I spent a weekend going deep on AI video tools and now I can't stop thinking about what entertainment looks like in 5 years

Reddit r/artificial News

Summary

A reflective piece on how AI video generation tools like Seedance could revolutionize entertainment production, enabling small teams to create high-quality IP with far lower budgets than traditional blockbuster shows.
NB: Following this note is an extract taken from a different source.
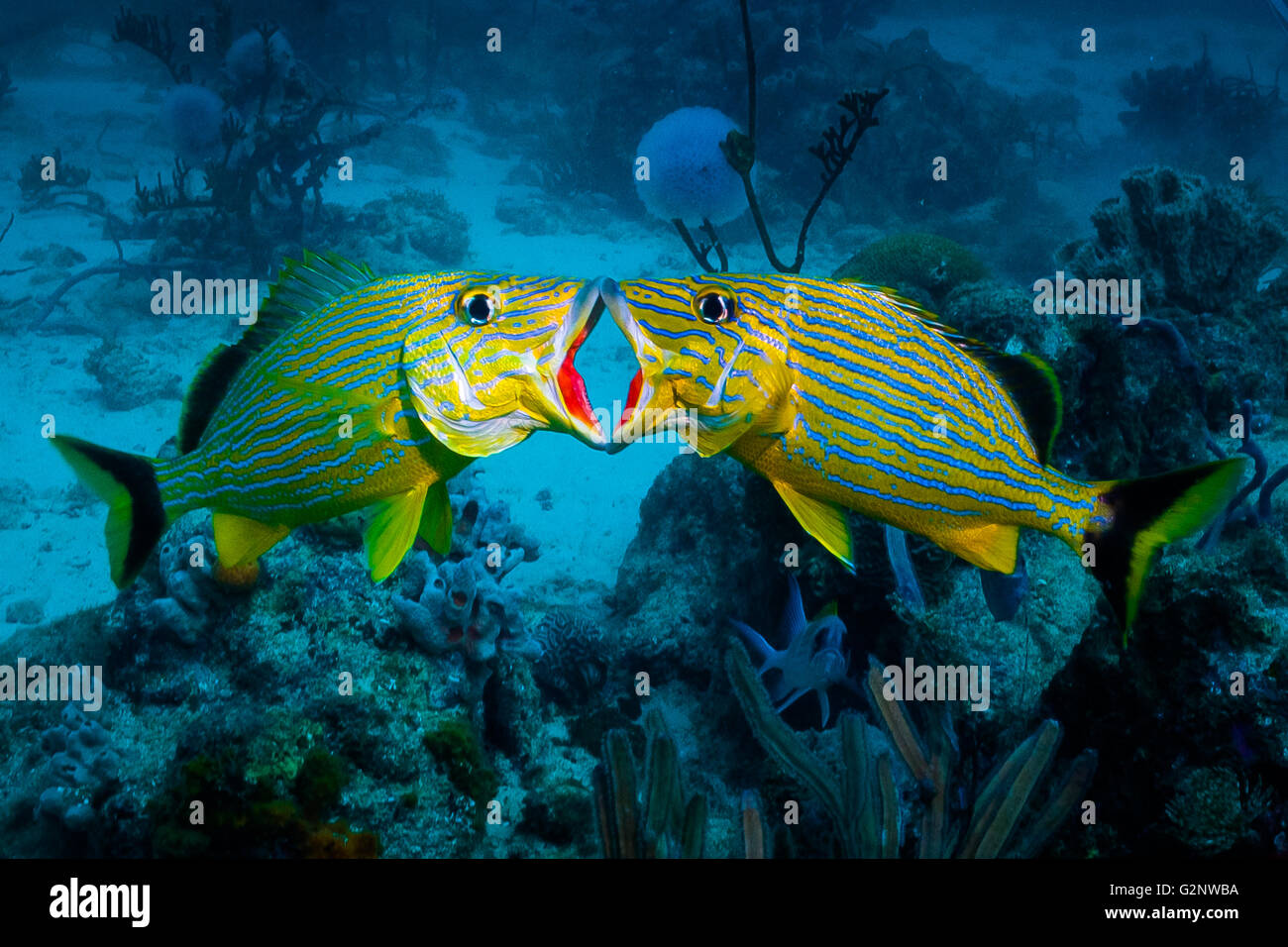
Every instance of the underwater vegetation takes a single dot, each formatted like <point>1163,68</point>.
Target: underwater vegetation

I'm not a filmmaker. I'm just someone who pays close attention to AI and last weekend I ended up spending about 14 hours going down a rabbit hole of AI video generation tools, specifically Seedance. What started as curiosity turned into one of those 2am moments where you're staring at the ceiling thinking about something you can't turn off. I started running some rough math. Game of Thrones cost somewhere between $6 and $15 million per episode at its peak. The production crew alone was enormous, hundreds of VFX artists, 170 named cast members, location shoots across six countries. The revenue that show generated across HBO subscriptions, merchandise, licensing deals, and syndication rights has been estimated at over $10 billion over its lifetime. That $10 billion was distributed across thousands of people. Unions, studios, distributors, residuals, network deals. Now I'm watching Seedance generate 10-second cinematic clips from text prompts. It's not perfect. The motion artifacts are visible if you're looking for them and the consistency over longer sequences still breaks down. But here's the thing, that's where it is today. These models don't plateau. They iterate every few months. Two or three generations from now, what does this look like? A team of 10 to 20 people with a good story, a strong visual direction, and a few hundred thousand dollars instead of a few hundred million. The rights stay with them. The royalties stay with them. Every dollar the IP earns compounds back to the same small group. Everyone building in AI right now is either making SaaS tools or foundation models. The opportunity that almost nobody is talking about is IP. Building the next Disney or the next MAPPA with a fraction of the infrastructure. I don't know if I'm early or just wrong. But I genuinely cannot stop thinking about it. Has anyone else been looking at where AI video generation goes for entertainment specifically?